Vascular Reactivity Observed After Twice Daily Dosing
PARSIPPANY, N.J., February 15, 2007 (PRIME NEWSWIRE) -- Alteon Inc. (AMEX:ALT) announced today that data demonstrating the ability of its compound, alagebrium, to augment flow-mediated dilation (FMD) is the subject of a paper published in the March 2007, Volume 25, No. 3 issue of the Journal of Hypertension, by Susan Zieman, M.D, Ph.D., Assistant Professor, Department of Medicine (Cardiology), and colleagues from Johns Hopkins School of Medicine. The paper, describing an investigator-sponsored Phase 2 clinical trial, indicates that alagebrium can induce changes in flow-mediated dilation and a variety of biomarkers related to inflammation, matrix turnover and endothelial function. The Company believes that this pragmatic demonstration of alagebrium's biological activity in human clinical subjects using a collection of well-validated biomarkers, is supportive of the Company's plans to advance alagebrium's development in cardiac and vascular mediated disease.
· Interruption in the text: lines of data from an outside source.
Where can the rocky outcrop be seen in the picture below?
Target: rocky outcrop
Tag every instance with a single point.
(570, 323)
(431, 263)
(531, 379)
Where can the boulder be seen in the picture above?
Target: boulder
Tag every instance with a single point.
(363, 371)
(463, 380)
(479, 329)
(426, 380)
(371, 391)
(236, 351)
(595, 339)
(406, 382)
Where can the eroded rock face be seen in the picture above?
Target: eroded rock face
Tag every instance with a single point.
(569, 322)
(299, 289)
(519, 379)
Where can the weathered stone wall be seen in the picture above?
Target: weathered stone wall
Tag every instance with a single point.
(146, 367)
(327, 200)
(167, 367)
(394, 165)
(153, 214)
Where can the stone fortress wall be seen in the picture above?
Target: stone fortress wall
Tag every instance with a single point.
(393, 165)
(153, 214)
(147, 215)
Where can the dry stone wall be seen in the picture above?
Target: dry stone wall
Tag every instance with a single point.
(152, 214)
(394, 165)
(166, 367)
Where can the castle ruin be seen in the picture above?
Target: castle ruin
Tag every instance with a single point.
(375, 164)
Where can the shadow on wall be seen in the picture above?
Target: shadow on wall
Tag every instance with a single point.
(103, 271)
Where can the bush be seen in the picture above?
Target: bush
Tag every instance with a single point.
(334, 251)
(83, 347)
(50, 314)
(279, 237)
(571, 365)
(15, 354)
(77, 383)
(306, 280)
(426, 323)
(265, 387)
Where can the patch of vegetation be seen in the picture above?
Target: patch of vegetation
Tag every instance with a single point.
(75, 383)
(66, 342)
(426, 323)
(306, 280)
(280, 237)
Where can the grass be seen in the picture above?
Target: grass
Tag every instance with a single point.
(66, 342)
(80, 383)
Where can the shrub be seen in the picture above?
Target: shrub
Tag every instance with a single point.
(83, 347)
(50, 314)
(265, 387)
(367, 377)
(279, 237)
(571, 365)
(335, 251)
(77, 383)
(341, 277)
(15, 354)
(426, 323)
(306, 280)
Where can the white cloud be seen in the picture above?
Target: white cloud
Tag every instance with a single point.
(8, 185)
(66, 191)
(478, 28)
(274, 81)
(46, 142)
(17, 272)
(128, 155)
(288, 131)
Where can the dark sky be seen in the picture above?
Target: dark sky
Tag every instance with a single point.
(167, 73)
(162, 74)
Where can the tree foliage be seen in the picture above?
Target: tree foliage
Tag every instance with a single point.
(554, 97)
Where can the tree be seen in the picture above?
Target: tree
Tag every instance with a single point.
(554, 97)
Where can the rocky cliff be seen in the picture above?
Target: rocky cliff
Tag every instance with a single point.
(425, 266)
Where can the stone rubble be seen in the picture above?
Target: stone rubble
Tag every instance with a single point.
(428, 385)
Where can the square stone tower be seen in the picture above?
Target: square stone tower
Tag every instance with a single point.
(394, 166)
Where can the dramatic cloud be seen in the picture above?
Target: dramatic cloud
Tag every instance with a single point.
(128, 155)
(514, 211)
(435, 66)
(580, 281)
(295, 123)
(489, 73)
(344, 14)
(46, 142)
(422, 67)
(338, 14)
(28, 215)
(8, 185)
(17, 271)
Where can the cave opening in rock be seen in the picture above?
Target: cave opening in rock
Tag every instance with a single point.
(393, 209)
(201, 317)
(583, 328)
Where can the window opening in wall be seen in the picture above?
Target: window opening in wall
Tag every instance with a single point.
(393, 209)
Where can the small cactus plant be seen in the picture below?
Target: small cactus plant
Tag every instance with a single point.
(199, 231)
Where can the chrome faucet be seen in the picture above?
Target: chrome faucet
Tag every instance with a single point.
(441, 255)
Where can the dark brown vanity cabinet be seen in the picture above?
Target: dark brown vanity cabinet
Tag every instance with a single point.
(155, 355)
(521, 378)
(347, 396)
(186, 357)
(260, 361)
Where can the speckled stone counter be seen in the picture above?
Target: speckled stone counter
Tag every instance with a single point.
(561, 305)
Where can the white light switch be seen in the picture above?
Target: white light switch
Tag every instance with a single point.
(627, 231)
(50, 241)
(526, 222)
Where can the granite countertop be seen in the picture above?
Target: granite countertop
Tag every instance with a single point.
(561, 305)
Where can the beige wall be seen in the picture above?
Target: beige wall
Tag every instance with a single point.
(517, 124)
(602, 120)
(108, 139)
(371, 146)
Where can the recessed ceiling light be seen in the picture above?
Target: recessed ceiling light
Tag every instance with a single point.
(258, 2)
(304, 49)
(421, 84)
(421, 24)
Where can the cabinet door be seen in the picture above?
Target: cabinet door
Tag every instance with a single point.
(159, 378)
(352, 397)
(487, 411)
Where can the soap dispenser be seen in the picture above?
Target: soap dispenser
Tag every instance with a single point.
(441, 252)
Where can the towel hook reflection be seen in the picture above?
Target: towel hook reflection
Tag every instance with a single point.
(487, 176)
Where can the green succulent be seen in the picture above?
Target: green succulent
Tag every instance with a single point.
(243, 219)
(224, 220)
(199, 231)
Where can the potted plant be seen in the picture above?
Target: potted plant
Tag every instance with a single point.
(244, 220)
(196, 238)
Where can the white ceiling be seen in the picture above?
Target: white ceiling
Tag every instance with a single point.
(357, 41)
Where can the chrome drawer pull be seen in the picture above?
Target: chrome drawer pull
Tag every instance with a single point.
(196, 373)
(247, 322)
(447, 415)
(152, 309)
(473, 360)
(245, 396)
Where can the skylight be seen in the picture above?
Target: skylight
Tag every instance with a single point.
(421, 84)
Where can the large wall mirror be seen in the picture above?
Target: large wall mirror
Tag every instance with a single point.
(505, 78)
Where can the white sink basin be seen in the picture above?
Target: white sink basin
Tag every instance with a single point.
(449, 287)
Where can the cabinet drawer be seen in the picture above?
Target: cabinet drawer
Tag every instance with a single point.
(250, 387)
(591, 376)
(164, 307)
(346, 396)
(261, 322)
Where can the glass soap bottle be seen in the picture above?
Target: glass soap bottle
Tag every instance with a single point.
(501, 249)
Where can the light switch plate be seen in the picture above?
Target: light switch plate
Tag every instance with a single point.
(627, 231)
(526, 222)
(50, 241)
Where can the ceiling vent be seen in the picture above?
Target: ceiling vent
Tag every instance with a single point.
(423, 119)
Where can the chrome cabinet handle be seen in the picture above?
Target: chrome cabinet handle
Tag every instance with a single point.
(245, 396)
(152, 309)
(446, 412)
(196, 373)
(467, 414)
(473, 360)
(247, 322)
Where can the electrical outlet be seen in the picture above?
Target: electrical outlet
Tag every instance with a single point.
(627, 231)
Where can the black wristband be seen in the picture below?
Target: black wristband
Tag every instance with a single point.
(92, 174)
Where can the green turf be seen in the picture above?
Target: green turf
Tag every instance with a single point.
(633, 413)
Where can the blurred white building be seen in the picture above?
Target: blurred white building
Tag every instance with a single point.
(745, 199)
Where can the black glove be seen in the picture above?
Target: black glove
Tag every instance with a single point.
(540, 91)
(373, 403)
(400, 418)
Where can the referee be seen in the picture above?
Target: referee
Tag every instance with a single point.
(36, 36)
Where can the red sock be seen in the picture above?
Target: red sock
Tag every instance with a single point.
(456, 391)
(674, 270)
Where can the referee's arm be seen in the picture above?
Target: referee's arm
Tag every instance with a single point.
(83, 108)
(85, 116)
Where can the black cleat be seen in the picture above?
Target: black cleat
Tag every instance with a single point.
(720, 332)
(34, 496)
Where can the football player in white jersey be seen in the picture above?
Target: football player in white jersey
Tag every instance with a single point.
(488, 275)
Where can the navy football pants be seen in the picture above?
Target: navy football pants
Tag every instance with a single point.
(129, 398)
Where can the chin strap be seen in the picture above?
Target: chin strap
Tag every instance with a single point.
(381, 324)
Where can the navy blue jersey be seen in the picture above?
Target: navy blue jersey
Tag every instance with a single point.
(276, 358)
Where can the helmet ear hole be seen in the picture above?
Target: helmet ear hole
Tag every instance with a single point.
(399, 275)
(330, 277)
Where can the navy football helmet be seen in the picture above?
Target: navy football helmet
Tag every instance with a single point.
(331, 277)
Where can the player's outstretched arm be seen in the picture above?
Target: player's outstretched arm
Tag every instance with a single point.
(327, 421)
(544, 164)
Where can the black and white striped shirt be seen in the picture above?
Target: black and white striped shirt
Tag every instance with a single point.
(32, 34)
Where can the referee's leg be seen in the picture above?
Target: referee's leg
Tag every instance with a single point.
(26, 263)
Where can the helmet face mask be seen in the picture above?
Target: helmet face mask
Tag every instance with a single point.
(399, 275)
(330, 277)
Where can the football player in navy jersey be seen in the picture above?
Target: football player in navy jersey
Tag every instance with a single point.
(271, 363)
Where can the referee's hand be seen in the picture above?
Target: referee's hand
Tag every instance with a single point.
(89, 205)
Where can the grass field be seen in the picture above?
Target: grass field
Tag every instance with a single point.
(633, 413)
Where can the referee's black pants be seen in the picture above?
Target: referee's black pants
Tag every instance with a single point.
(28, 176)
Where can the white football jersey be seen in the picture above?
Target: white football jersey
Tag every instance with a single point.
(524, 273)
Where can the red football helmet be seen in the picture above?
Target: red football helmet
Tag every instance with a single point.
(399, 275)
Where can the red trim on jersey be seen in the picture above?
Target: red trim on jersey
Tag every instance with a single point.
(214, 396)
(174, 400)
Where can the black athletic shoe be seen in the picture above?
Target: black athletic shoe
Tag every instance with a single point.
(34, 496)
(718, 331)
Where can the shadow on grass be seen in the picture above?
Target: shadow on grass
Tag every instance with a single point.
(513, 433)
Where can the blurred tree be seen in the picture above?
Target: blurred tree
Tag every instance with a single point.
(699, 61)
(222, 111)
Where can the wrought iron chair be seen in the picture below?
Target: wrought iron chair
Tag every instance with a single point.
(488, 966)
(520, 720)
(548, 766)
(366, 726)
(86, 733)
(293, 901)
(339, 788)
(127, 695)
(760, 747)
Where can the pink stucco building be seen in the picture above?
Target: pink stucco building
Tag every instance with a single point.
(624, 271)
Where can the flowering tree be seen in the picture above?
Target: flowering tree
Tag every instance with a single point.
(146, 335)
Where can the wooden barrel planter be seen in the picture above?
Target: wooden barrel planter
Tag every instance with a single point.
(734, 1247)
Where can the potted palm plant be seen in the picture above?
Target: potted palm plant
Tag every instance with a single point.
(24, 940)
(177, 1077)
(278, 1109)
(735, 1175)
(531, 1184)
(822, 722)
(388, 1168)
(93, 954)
FMD is thought to be a good test for the "health" and responsiveness of blood vessels. Investigators can block blood flow in an artery by applying pressure and then they can measure the increase in blood flow upon alleviation of the pressure. In Dr. Zieman's study, patients with isolated systolic hypertension, received alagebrium at a dose of 210 mg twice daily and were analyzed with baseline and post-treatment follow-up. FMD increased from 4.6 plus or minus 1.1 to 7.1 plus or minus 1.1% with alagebrium (P is less than 0.05), and the increase was unrelated to altered shear stress or regional arterial distensibility. The increase in FMD correlated with a decrease in markers of collagen synthesis, p-selectin and intracellular cell adhesion molecule (all P is less than 0.05), suggesting an anti-inflammatory mediated mechanism for the increase in FMD. The ability of alagebrium to decrease markers associated with inflammation and matrix synthesis may have wide ranging beneficial implications for cardiovascular health.
"We congratulate Dr. Zieman and her colleagues for producing exceptional translational work that addresses the biology underlying alagebrium's effect on cardiovascular physiology," said Noah Berkowitz, M.D., Ph.D., President and Chief Executive Officer of Alteon. "We believe that results such as these, demonstrating alagebrium's anti-inflammatory and anti-fibrotic effects on vascular reactivity make a strong mechanistic case for advancing alagebrium's development in vascular and cardiac diseases such as diabetic nephropathy and diastolic heart failure."
About Alteon
Alteon is a product-based biopharmaceutical company engaged in the development of small molecule drugs to treat and prevent the inflammatory aspects of cardiovascular disease and diabetes. The Company has identified several promising product candidates that it believes represent novel approaches to some of the largest pharmaceutical markets.
Alagebrium, a product of Alteon's drug discovery and development program, is being developed for the treatment of diastolic heart failure and diabetic nephropathy. Diastolic heart failure represents a rapidly growing market of unmet medical need, particularly common among diabetic patients. Alagebrium has demonstrated relevant clinical activity in two Phase 2 clinical trials in heart failure, as well as in animal models of heart failure and nephropathy, among others. Alagebrium has been tested in approximately 1,000 patients in multiple Phase 1 and Phase 2 clinical trials, which represents a sizeable human safety database.
The Company's portfolio also includes orally bioavailable, organoselenium mimics of glutathione peroxidase that metabolize lipid peroxides and have the potential to limit myocardial damage subsequent to a myocardial infarction. Alteon's lead compound for that program, ALT-2074, is in Phase 2 clinical development. The Company also has rights to a diagnostic assay that identifies a large subset of diabetic patients at highest risk for cardiovascular complications, because of a defect in oxidized lipid metabolism that results in increased cardiovascular inflammation. For more detailed information about Alteon's research and development, please visit Alteon's website at www.alteon.com.
Any statements contained in this press release that relate to future plans, events or performance are forward-looking statements that involve risks and uncertainties including, but not limited to, the risk that the potential preferred stock financing described in this press release will not be completed in a timely manner or at all, and other risks identified in Alteon's filings with the Securities and Exchange Commission. Further information on risks faced by Alteon are detailed under the caption "Risk Factors" in Alteon's Annual Report on Form 10-K for the year ended December 31, 2005 and in its subsequent Quarterly Reports on Form 10-Q. These filings are available on a website maintained by the Securities and Exchange Commission at http://www.sec.gov. The information contained in this press release is accurate as of the date indicated. Actual results, events or performance may differ materially. Alteon undertakes no obligation to publicly release the result of any revision to these forward-looking statements that may be made to reflect events or circumstances after the date hereof or to reflect the occurrence of unanticipated events.